Wednesday, July 14, 2010

Wisata ke Kota Tua: Museum Bank Mandiri

Kali ini aku mau cerita ttg jalan2 ke Kota Tua. Mungkin sudah banyak ya yang sudah jalan2 ke sana, tapi sapa tau ceritaku bisa menambah serunya cerita2 main di sini.
Aku pergi bertiga, dengan Rahma dan Azki. Ayahnya Azki jaga rumah, karena sudah menanda-tangani kontrak eksklusif untuk beres2 rumah, hehehe..

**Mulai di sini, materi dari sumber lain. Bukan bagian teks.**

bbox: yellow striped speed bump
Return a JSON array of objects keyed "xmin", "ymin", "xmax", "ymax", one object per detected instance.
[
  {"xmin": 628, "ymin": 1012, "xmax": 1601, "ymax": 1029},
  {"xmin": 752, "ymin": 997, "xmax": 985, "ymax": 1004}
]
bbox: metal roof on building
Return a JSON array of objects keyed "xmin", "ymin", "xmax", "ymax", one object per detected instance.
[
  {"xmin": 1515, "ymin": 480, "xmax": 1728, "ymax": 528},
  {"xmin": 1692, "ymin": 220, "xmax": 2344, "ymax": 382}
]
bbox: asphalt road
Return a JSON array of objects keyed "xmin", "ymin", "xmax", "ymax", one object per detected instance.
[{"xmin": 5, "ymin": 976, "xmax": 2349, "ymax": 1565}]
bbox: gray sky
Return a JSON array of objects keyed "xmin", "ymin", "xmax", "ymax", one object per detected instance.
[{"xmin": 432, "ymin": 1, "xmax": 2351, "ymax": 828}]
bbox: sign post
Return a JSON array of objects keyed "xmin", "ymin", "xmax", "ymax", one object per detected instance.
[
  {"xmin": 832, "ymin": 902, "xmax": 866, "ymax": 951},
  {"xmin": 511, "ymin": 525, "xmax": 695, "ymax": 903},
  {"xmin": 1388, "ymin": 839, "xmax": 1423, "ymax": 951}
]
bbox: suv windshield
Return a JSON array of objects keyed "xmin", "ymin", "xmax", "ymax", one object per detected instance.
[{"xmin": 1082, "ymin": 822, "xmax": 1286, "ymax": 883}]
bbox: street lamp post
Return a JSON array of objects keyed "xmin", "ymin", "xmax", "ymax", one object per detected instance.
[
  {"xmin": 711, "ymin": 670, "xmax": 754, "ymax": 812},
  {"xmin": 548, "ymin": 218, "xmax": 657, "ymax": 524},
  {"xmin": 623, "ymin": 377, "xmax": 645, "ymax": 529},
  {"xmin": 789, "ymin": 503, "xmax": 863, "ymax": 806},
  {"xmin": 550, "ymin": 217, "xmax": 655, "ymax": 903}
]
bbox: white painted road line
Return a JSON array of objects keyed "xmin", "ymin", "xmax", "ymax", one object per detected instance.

Kami berangkat dari rumah agak kesiangan karena suatu hal. Dan itu cukup merusak mood-ku. Ah tapi mau jalan2 kok malah marah2 sih..ya wes disabar2in aja. Karena hari Minggu, bis Transjak rame banget! Kebanyakan calon penumpang mau naik bis jurusan Pulogadung. Yang jurusan Harmoni agak kosong. Ternyata..sampe Harmoni…buanyaaakk banget calon penumpang yg mau naik bis jurusan Ancol. Fyuuhh, untung aku samsek ga pengen ke Ancol dan sekitarnya. Hihihi, padahal Rahma pengen banget naik Histeria. Ih, ga kebayang deh ngantrinya. Lagipula kalo menurut kalkulator ibunya Azki, dengan harga tiket sekitar Rp 160rb-an, akan rugi kalo cuma bs masuk 3-4 wahana, secara ngantrinya yg luar binasa itu. Namanya juga DUFAN, alias Dunia Fanatik ANtri, hehehe.. Hmm,,sorry ya :p mendingan kliling Kota Tua deh

Yak lanjut ceritanyo yo.. Selama di bis, Azki seperti biasa menghabiskan waktu dengan tidur..Pas udah hampir sampai Harmoni, giliran ibu yang ketiduran. Hasilnya, Azki membangunkan ibu dengan cara mencolok mata ibu. Huhuhu..jail deeeh,, bbrp penumpang di sebelah ketawa geli. Bis arah Kota tnyata rame juga. Karena ibu menggendong batita, maka dapet privilege untuk mengantri paling depan. Sampe di dalam bis juga dapet kursi. Aih senangnya gendong anak.. Klo lain kali pas ga bawa anak tp pengen duduk, samber aja bayi calon penumpang yang lagi ngantri, heheheh…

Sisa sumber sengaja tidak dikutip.